Mein Umfeld hat größtenteils sehr interessiert darauf reagiert. Wenn ich Bekannte treffe, die ich lange nicht gesehen habe, ist eine der ersten Fragen: „Ey, OnlyFans, erzähl doch mal, wie läuft das überhaupt?“ Man kennt schließlich noch nicht so viele Leute persönlich, die sowas machen. Ob ich durch OnlyFans Jobchancen verpasst habe, weiß ich nicht. Aber natürlich ist davon auszugehen, weil Frauen für das Ausleben ihrer Sexualität noch immer verurteilt werden. Ich sehe mich diesbezüglich auch ein bisschen als Freiheitskämpferin. Ich habe schon immer das gemacht, was sich für mich richtig, gut und authentisch angefühlt hat. Auf diese Art und Weise will ich Menschen beeinflussen, sich diesbezüglich mehr zu öffnen. Als ich jünger war, haben mir Vorbilder gefehlt, die einfach machen, worauf sie Bock haben und darauf scheißen, was andere von ihnen denken.
Denkst du, dass Stars von OnlyFans Vorbilder für junge Menschen sein können?

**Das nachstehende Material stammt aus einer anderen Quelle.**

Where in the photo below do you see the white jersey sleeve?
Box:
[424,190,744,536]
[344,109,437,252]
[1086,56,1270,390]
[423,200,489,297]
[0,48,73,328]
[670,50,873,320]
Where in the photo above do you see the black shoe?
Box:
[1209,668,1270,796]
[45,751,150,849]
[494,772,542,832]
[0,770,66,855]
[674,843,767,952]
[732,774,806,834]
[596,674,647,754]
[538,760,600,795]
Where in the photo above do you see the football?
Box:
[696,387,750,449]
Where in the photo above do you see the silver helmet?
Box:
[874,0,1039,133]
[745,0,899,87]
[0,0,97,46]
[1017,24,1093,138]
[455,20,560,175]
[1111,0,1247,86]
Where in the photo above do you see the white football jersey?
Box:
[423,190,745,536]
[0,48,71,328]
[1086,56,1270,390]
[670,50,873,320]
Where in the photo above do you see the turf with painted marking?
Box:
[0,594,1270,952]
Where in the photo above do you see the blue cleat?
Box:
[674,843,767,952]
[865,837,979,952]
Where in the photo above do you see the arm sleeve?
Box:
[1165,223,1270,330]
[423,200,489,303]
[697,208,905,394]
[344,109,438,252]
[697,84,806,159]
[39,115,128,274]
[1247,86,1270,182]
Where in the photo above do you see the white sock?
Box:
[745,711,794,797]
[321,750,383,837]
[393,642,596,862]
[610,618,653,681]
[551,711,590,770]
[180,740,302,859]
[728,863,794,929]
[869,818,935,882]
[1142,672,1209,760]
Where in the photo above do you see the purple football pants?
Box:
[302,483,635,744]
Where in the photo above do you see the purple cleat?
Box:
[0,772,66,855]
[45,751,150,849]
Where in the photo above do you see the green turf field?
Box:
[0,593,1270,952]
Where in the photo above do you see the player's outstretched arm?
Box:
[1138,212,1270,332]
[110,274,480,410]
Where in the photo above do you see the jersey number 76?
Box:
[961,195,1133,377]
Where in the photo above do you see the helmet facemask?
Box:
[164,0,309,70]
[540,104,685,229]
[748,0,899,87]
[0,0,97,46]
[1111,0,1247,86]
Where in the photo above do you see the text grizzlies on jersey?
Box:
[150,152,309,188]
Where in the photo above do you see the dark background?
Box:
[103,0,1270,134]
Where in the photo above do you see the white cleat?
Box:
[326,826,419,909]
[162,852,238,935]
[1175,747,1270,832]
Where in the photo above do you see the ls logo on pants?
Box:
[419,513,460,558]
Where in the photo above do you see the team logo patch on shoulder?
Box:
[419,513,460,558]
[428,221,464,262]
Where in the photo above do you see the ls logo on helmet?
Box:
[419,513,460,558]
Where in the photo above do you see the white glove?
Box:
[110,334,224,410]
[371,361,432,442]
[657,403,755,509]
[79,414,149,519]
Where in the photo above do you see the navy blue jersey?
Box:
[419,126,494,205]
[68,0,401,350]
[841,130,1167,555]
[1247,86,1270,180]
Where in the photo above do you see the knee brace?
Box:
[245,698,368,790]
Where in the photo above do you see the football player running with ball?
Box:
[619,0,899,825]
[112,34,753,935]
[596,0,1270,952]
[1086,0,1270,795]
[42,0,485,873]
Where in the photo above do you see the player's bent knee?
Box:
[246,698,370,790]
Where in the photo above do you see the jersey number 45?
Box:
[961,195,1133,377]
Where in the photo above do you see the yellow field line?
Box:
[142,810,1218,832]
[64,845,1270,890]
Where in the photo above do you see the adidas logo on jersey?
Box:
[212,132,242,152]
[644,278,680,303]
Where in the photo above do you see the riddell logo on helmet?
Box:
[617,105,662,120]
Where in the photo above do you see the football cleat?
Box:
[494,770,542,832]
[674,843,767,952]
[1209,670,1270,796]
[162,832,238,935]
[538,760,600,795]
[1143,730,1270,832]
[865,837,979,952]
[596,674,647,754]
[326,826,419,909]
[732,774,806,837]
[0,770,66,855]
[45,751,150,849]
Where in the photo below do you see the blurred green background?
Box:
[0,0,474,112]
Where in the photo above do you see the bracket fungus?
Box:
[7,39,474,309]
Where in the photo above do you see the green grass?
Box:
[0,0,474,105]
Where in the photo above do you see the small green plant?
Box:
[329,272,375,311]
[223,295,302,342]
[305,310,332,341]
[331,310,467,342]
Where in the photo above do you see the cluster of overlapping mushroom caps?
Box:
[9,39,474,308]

Sex ist ein Erwachsenenthema, worüber öffentlich nicht unbedingt geredet wird. Wenn junge Frauen Anfang 20 zu mir kommen und sagen, dass sie mich total inspirierend finden, weil ich ihnen in Sachen Feminismus und körperliche bzw. sexuelle Selbstbestimmung viele Themen aufgezeigt habe, dann bin ich gewissermaßen ein Vorbild für sie. Dabei geht es ganz oft um das Selbstbild in Bezug auf den eigenen Körper – Stichwort Bodyshaming oder Slutshaming. Mir ist durchaus bewusst, dass ich aus einer privilegierten Position heraus spreche, da ich nicht hauptberuflich Erotikdarstellerin bin. Meine Tätigkeit ist noch immer sehr „Vanilla“, weil mein Hauptjob als Journalistin, Influencerin, Social Media Direktorin oder Stylistin nichts mit Sexwork zu tun hat. In diesen Bereichen kommt es nicht darauf an, ob ich sexy oder nackt bin. Dadurch kann ich vielen Selbstbewusstsein vermitteln, weil ich mit einem Fuß in der Welt stehe, in der sie sich selbst befinden und mit dem anderen in der Erotikwelt.